If any of your data items repeat in your data (if the same image snippet appears multiple times in your import file), Vertex AI uses the ml_use value for the first data item it encounters, and ignores any subsequent ml_use values. The first encountered item is not necessarily the item that is nearer to the beginning of the upload file.

Setting ml_use for entire upload files

If your data can be sorted into different upload files by ml_use value, you can set the ml_use value for the entire upload file by using the per-file drop-down menu when you upload files using the Google Cloud console, or by using the dataItemLabels map field in the datasets.import method.

If you set ml_use for an upload file, and the file also contains ml_use values, the ml_use values in the file take precedence over the file-wide value.

Setting ml_use after import

After you upload your data, you can set or update the ml_use value for specific data items in the Google Cloud console by selecting one or more items in the list view and using the Assign ML use drop-down menu.

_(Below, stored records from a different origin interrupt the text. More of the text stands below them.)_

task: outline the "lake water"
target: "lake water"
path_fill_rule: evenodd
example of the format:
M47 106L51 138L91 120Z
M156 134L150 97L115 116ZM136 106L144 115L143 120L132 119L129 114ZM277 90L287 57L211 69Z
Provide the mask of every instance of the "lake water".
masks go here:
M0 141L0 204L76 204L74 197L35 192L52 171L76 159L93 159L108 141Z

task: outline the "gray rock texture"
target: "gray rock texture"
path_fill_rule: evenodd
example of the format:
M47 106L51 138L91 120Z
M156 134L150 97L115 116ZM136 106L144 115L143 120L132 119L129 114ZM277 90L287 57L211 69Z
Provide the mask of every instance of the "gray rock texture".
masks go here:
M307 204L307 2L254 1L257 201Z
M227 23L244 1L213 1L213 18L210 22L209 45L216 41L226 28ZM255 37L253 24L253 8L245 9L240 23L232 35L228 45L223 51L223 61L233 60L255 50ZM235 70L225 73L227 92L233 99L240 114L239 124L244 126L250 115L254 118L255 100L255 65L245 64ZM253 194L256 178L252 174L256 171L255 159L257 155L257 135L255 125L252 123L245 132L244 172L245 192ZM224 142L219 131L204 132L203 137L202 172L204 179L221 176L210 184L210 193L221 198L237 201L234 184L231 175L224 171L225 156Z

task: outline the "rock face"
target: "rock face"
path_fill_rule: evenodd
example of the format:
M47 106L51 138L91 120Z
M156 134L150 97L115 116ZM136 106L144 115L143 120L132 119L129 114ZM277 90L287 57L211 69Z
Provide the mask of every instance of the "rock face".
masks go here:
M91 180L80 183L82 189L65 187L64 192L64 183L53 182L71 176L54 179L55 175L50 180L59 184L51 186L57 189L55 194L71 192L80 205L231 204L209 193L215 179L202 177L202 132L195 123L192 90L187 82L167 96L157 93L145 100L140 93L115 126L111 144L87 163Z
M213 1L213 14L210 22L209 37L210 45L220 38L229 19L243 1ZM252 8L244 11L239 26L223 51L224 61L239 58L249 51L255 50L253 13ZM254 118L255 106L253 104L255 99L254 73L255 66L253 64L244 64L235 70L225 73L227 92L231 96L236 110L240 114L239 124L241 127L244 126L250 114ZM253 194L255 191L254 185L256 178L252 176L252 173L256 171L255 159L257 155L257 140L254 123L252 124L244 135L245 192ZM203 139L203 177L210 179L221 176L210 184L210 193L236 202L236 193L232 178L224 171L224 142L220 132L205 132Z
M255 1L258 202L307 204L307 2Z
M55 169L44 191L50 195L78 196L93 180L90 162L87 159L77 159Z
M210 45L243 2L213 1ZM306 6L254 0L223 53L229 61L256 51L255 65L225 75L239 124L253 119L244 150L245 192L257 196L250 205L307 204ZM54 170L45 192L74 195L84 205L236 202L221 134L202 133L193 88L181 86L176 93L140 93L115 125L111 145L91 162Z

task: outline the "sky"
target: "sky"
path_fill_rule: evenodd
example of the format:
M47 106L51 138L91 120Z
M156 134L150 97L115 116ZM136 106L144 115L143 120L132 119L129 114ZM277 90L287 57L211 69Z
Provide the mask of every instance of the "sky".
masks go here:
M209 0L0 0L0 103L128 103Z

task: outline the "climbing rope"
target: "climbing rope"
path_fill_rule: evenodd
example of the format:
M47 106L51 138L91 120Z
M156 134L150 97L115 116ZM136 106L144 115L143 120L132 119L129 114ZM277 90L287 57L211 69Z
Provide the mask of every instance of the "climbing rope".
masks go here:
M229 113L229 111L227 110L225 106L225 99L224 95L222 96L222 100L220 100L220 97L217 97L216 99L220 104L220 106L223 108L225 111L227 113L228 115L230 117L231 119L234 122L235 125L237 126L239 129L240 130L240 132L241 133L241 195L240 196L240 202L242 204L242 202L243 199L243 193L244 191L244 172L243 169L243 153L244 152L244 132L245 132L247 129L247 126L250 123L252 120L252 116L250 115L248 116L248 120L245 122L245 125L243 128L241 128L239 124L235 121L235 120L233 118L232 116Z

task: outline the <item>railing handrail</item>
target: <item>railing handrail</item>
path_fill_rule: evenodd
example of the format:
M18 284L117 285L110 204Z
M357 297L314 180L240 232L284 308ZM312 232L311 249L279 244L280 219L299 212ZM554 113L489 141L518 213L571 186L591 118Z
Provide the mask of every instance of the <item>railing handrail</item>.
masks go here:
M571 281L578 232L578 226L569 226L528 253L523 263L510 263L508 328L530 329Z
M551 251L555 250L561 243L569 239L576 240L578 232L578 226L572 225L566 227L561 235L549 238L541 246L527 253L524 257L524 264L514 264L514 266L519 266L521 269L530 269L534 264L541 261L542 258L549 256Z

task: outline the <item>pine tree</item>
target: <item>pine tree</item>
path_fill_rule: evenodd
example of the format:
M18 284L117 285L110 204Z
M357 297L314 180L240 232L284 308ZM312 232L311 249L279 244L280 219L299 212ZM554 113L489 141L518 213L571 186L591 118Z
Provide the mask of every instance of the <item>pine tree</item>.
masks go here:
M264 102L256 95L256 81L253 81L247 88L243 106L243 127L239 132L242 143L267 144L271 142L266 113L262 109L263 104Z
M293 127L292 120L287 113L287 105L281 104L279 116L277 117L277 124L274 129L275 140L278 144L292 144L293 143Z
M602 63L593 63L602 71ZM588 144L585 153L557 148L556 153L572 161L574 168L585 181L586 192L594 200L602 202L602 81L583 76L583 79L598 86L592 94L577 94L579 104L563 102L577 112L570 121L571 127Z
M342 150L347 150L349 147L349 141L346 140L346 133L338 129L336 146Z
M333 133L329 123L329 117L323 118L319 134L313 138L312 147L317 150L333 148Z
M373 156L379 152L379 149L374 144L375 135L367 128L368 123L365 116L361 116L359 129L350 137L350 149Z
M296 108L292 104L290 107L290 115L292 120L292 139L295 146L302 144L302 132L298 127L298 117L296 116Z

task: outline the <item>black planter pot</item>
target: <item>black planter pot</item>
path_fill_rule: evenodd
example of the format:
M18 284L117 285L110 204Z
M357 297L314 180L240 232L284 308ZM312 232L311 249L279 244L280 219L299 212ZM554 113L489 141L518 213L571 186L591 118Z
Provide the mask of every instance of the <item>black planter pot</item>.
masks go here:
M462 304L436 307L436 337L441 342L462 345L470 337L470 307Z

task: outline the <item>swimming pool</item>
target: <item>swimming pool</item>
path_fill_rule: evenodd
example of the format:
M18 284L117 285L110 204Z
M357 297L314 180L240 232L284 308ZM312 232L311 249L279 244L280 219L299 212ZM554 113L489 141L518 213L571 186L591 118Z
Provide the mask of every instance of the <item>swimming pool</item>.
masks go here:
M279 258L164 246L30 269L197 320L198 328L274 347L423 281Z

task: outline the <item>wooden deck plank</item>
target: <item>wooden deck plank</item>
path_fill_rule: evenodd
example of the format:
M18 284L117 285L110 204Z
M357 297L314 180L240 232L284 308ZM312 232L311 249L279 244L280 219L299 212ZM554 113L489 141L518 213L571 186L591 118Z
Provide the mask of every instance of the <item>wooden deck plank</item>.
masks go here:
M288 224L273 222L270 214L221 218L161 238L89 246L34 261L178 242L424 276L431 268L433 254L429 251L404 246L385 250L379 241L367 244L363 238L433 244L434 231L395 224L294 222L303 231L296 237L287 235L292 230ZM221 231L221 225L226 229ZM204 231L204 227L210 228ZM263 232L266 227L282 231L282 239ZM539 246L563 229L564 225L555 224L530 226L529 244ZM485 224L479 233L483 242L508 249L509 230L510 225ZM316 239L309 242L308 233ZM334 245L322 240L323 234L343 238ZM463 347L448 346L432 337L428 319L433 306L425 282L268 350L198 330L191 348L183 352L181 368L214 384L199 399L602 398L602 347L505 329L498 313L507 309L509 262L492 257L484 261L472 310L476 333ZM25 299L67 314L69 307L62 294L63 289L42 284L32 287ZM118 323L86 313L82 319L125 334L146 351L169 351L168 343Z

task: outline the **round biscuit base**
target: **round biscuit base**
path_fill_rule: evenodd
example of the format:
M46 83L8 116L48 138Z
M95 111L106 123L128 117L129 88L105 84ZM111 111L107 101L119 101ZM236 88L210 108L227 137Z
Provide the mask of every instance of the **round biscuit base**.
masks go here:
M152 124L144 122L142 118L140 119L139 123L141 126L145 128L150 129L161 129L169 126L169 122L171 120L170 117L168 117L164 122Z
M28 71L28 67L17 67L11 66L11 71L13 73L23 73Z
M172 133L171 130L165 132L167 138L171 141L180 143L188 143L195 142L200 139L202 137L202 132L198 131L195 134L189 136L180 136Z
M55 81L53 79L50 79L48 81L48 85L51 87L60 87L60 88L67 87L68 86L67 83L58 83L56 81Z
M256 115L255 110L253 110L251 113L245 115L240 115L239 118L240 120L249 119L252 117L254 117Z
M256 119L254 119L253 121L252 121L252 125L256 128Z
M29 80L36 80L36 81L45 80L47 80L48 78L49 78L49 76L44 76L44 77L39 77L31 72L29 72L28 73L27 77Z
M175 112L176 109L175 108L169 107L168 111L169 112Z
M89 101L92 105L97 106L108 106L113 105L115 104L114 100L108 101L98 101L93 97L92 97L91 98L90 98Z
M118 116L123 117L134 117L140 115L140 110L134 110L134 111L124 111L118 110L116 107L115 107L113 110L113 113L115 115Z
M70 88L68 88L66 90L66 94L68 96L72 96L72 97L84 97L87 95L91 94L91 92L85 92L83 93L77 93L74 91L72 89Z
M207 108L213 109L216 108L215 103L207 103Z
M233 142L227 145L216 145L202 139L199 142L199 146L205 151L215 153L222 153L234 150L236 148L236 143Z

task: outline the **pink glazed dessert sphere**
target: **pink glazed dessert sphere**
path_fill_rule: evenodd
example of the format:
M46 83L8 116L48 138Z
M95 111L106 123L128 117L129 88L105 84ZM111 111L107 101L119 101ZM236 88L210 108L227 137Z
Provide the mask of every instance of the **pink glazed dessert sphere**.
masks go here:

If you upload a data file again, even if the ml_use values have changed, it doesn't update the ml_use value. You can't update ml_use values after import by using the Vertex AI API.

Use the ml_use label

When you train your model, specify Manual (Advanced) for the Data split in the Google Cloud console. If you train using the Vertex AI API, use the FilterSplit object, specifying labels.aiplatform.googleapis.com/ml_use=training for the training filter, labels.aiplatform.googleapis.com/ml_use=validation for the validation filter, and labels.aiplatform.googleapis.com/ml_use=test for the test filter. For example:

model = job.run(
dataset=dataset,
model_display_name=_name,
training_filter_split="labels.aiplatform.googleapis.com/ml_use=training",
validation_filter_split="labels.aiplatform.googleapis.com/ml_use=validation",
test_filter_split="labels.aiplatform.googleapis.com/ml_use=test")

Any data items with an ml_use value are assigned to the specified set. Data items that don't have ml_use set are excluded from the training process.

Data filter split

You can use other labels (besides ml-use) and other fields to split your data by using the FilterSplit object in the Vertex AI API. For example, you could set the trainingFilter to labels.flower=rose, the validationFilter to labels.flower=daisy, and the testFilter to labels.flower=dahlia. This setting causes all data labeled as rose to be added to the training set, all data labeled as daisy added to the validation set, and all data labeled as dahlia to be added to the test set.

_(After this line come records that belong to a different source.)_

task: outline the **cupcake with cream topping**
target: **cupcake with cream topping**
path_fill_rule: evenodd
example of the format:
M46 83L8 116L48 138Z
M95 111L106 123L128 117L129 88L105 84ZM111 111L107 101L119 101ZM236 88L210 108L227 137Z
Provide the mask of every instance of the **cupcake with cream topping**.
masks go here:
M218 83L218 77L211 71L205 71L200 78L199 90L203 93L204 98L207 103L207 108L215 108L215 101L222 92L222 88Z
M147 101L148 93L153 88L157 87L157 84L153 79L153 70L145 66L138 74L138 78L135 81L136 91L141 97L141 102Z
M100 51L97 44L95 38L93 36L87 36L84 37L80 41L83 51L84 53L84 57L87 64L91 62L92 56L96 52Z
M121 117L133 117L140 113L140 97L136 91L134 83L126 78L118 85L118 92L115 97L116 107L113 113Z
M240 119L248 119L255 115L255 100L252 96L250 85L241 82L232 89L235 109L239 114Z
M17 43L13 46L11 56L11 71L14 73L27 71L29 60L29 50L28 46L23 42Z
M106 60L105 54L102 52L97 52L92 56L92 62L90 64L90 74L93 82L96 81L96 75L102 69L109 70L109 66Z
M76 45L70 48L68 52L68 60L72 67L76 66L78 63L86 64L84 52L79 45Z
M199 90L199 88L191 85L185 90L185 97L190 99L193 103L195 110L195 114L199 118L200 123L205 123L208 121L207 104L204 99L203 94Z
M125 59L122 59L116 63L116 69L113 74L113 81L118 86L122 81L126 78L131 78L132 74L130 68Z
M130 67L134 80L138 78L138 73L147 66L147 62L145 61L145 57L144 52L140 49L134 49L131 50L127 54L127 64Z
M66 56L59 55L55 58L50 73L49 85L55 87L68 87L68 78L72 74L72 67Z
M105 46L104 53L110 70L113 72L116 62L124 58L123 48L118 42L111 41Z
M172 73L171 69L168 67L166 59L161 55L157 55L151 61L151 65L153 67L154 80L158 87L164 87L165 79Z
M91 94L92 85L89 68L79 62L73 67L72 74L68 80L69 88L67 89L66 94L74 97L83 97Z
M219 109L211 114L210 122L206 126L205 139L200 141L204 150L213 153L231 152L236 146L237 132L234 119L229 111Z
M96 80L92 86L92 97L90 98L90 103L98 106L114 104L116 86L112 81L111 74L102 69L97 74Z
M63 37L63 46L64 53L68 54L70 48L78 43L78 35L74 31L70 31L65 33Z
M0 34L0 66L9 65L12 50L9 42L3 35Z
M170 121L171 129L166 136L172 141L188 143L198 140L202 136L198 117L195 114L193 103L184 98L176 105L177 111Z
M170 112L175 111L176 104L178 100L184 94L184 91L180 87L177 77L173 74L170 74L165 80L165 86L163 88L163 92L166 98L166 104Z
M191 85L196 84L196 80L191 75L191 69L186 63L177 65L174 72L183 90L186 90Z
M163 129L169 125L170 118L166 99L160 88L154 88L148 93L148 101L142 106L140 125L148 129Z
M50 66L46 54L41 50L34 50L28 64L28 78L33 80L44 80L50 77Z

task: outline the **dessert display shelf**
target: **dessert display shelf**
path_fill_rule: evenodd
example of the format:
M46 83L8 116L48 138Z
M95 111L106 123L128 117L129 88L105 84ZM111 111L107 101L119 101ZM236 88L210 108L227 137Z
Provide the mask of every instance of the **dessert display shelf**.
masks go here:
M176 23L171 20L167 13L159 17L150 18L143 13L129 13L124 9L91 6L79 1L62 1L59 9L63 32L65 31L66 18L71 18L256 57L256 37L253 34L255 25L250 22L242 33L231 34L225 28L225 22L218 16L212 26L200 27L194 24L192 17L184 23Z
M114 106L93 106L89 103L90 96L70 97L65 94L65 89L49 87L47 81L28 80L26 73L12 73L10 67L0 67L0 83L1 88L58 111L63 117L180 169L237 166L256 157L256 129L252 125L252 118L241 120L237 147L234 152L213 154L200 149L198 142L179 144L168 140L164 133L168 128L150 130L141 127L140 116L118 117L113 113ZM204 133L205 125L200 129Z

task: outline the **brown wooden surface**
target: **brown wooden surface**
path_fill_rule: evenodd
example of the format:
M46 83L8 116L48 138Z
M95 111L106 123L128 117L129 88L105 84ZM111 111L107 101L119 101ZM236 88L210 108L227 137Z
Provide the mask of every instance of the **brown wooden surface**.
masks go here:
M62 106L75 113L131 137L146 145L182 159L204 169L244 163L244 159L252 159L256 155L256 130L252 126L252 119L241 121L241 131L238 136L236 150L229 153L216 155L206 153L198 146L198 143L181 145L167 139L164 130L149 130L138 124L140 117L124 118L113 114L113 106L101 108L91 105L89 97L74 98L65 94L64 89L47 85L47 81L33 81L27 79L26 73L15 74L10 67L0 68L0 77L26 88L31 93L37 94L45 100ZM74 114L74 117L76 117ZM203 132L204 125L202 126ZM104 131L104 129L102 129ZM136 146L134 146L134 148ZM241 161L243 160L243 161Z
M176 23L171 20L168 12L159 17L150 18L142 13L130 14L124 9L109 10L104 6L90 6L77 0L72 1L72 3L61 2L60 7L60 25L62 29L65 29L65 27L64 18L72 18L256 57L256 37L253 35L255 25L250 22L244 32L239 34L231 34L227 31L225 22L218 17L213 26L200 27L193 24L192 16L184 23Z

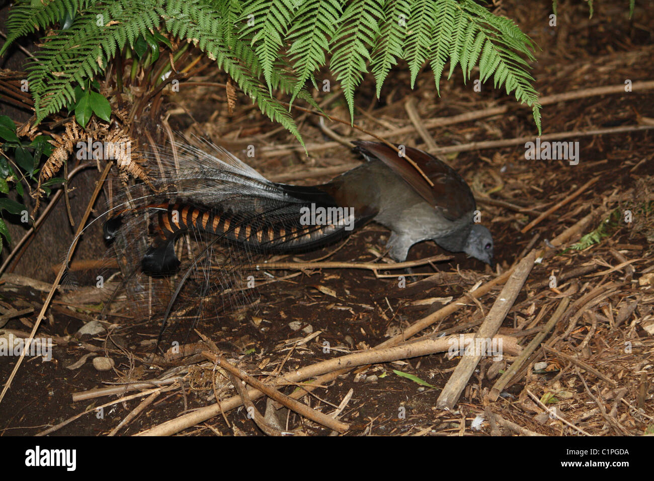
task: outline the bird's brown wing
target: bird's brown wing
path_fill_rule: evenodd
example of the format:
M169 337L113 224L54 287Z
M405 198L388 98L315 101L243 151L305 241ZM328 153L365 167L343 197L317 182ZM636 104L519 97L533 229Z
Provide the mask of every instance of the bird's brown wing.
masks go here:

If you filter on multiple fields, a data item could match more than one filter. In this case, the training set takes precedence, followed by the validation set, followed by the test set. In other words, an item is put into the test set only if it matches the filter for the test set, but does not match for either the training or validation filters. If an item does not match the filters for any of the sets, it is excluded from training.

Don't use categories for your data split related to what the model will be predicting; each of your sets must reflect the range of data that the model uses to make predictions. (For example, don't use the filters described previously for a model expected to categorize pictures by flower type.)

If you don't want a filter to match any items, set it to "-" (the minus sign).

Mathematical split

The mathematical split is also known as "fraction split".

By default, your data is randomly split into the sets according to the default percentages for your data type. You can change the percentages to any values that add up to 100 (for the Vertex AI API, use fractions that add up to 1.0).

To change the percentages (fractions), use the FractionSplit object to define your fractions. For image data types, you can also use the Google Cloud console to update your split percentages when you train your model.